Charter Provisions and Other Arrangements of the Registrant
Article XI of the Registrant's Articles of Incorporation ("Article XI") states that the Registrant shall indemnify its directors, officers, employees, fiduciaries and agents to the fullest extent permitted under the Nevada Revised Statutes. Article XI also states that a director of the corporation shall not be personally liable to the corporation or its stockholders for monetary damages for conduct as a director, except for liability of the director (i) for acts or omissions that involve intentional misconduct by the director or a knowing violation of law by the director or (ii) the payment of dividends in violation of Nevada Revised Statutes 78.300.
Article XI also requires that every person who was or is a party or is threatened to be made a party to or is involved in any action, suit or proceedings, whether civil, criminal, administrative or investigative, by reason of the fact that he or a person for whom he is the legal representative is or was a director or officer of the Registrant or is or was serving at the request of the Registrant as a director or officer of another corporation, or as its representative in a partnership, joint venture, trust or other enterprise, shall be indemnified and held harmless to the fullest extent legally permissible under the law of the State of Nevada from time to time against all expenses, liability and loss (including attorney’s fees, judgements, fines and amounts paid or to be paid in settlement) reasonably incurred or suffered by him in connection therewith.

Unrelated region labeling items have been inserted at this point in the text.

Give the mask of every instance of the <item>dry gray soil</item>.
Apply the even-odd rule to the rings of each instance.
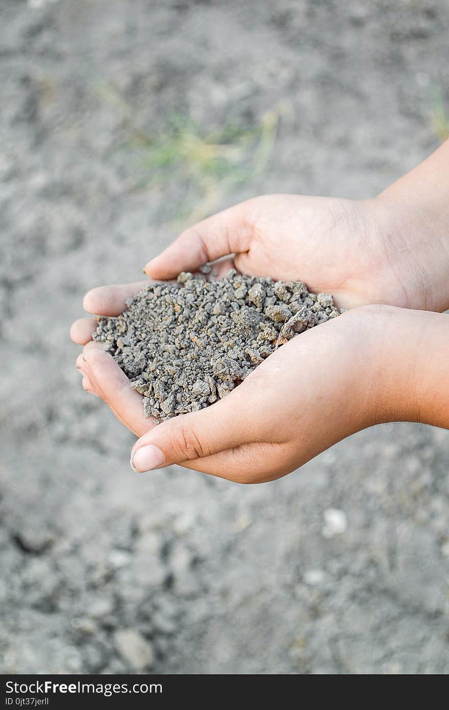
[[[445,0],[0,4],[3,672],[449,671],[446,432],[372,429],[263,486],[137,476],[68,341],[184,209],[180,168],[131,189],[130,123],[288,99],[269,168],[216,207],[370,196],[438,144],[448,31]]]
[[[208,264],[202,266],[206,273]],[[117,317],[99,319],[94,340],[144,395],[146,417],[171,419],[222,399],[295,335],[340,311],[302,281],[182,272],[151,283]]]

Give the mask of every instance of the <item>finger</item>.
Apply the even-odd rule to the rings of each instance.
[[[286,456],[284,446],[271,442],[244,444],[205,459],[183,462],[180,465],[239,484],[273,481],[296,468],[291,458]]]
[[[117,419],[138,437],[156,426],[156,420],[144,415],[141,395],[132,388],[125,373],[108,353],[93,348],[82,356],[83,373]]]
[[[215,263],[210,264],[210,272],[207,275],[208,281],[218,281],[229,273],[232,268],[235,268],[233,258],[220,259]]]
[[[82,380],[81,381],[81,384],[82,385],[83,389],[85,389],[86,392],[88,392],[89,394],[90,395],[94,395],[95,397],[98,397],[98,395],[97,394],[97,393],[95,392],[92,386],[90,380],[85,376],[85,377],[82,378]]]
[[[85,354],[89,352],[90,350],[98,350],[99,349],[99,344],[95,342],[94,340],[90,340],[88,343],[86,343],[82,349],[82,352],[80,353],[75,361],[75,366],[78,370],[80,370],[83,374],[85,374],[85,370],[87,370],[86,359]]]
[[[82,300],[82,307],[88,313],[98,315],[120,315],[126,307],[126,300],[132,298],[148,285],[146,280],[113,286],[98,286],[87,291]]]
[[[98,323],[93,318],[78,318],[70,327],[70,337],[77,345],[85,345],[95,332]]]
[[[180,464],[258,441],[263,432],[257,396],[244,385],[212,407],[175,417],[136,442],[131,466],[138,471]]]
[[[207,217],[186,229],[144,271],[154,279],[173,278],[180,271],[194,271],[207,261],[247,251],[253,234],[247,202]]]

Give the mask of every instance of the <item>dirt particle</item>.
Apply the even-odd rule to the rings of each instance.
[[[99,317],[93,338],[144,395],[145,416],[158,419],[213,404],[277,347],[339,315],[331,295],[301,281],[234,270],[220,281],[183,272],[174,283],[150,283],[127,307]]]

Such right of indemnification shall be a contract right that may be enforced in any manner desired by such person. Such right of indemnification shall not be exclusive of any other right which such directors, officers or representatives may have or hereafter acquire and, without limiting the generality of such statement, they shall be entitled to their respective rights of indemnification under any By-Law, agreement vote of stockholders, provision of law or otherwise, as well as their rights under this Article.

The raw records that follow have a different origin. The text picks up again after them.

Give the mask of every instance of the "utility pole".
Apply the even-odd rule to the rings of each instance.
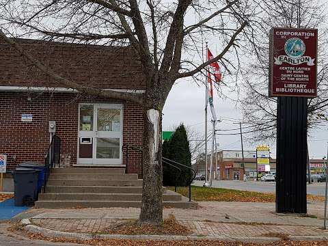
[[[213,179],[213,161],[214,161],[214,141],[215,139],[215,120],[213,120],[213,131],[212,133],[212,150],[211,150],[211,154],[210,154],[210,186],[212,186],[212,179]]]
[[[241,131],[241,122],[239,122],[239,127],[241,128],[241,155],[243,156],[243,172],[245,174],[245,159],[244,159],[244,147],[243,144],[243,132]],[[243,177],[243,180],[244,180],[244,177]]]
[[[323,218],[323,229],[326,230],[326,221],[327,221],[327,193],[328,189],[328,142],[327,143],[327,163],[326,163],[325,174],[326,174],[326,189],[325,191],[325,213]],[[325,156],[323,157],[323,164],[325,165]]]
[[[207,42],[206,42],[206,52],[205,52],[205,55],[207,59]],[[204,59],[204,56],[203,56]],[[203,60],[204,62],[204,60]],[[203,186],[208,187],[209,186],[208,183],[208,177],[207,175],[207,169],[208,166],[208,156],[207,156],[207,106],[208,104],[208,87],[207,85],[207,78],[205,79],[205,182],[204,182]]]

Any repeal or modification of Article XI by the Registrant's stockholders shall not adversely affect any right of any individual who is or was a director of the corporation which existed at the time of such repeal or modification.
Item 7.Exemption from Registration Claimed.
Not applicable.
Item 8.Exhibits.
Item 9. Undertakings.
(a)The undersigned Registrant hereby undertakes:
(1)To file, during any period in which offers or sales are being made, a post-effective amendment to this registration statement to include any material information with respect to the plan of distribution not previously disclosed in the registration statement or any material change to such information in the registration statement.
(2)That, for the purpose of determining any liability under the Securities Act of 1933, each such post-effective amendment shall be deemed to be a new registration statement relating to the securities offered therein, and the offering of such securities at that time shall be deemed to be the initial bona fide offering thereof.
(3)To remove from registration by means of a post-effective amendment any of the securities being registered which remain unsold at the termination of the offering.
(4)That, for purposes of determining any liability under the Securities Act of 1933, each filing of the Registrant’s annual report pursuant to Section 13(a) or 15(d) of the Securities Exchange Act of 1934 (and, where applicable, each filing of an employee benefit plan’s annual report pursuant to Section 15(d) of the Securities Exchange Act of 1934) that is incorporated by reference in the registration statement shall be deemed to be a new registration statement relating to the securities offered therein, and the offering of such securities at that time shall be deemed to be the initial bona fide offering thereof.
(b)Insofar as indemnification for liabilities arising under the Securities Act of 1933 may be permitted to directors, officers and controlling persons of the Registrant pursuant to the foregoing provisions, or otherwise, the Registrant has been advised that in the opinion of the Securities and Exchange Commission such indemnification is against public policy as expressed in the Securities Act and is, therefore, unenforceable.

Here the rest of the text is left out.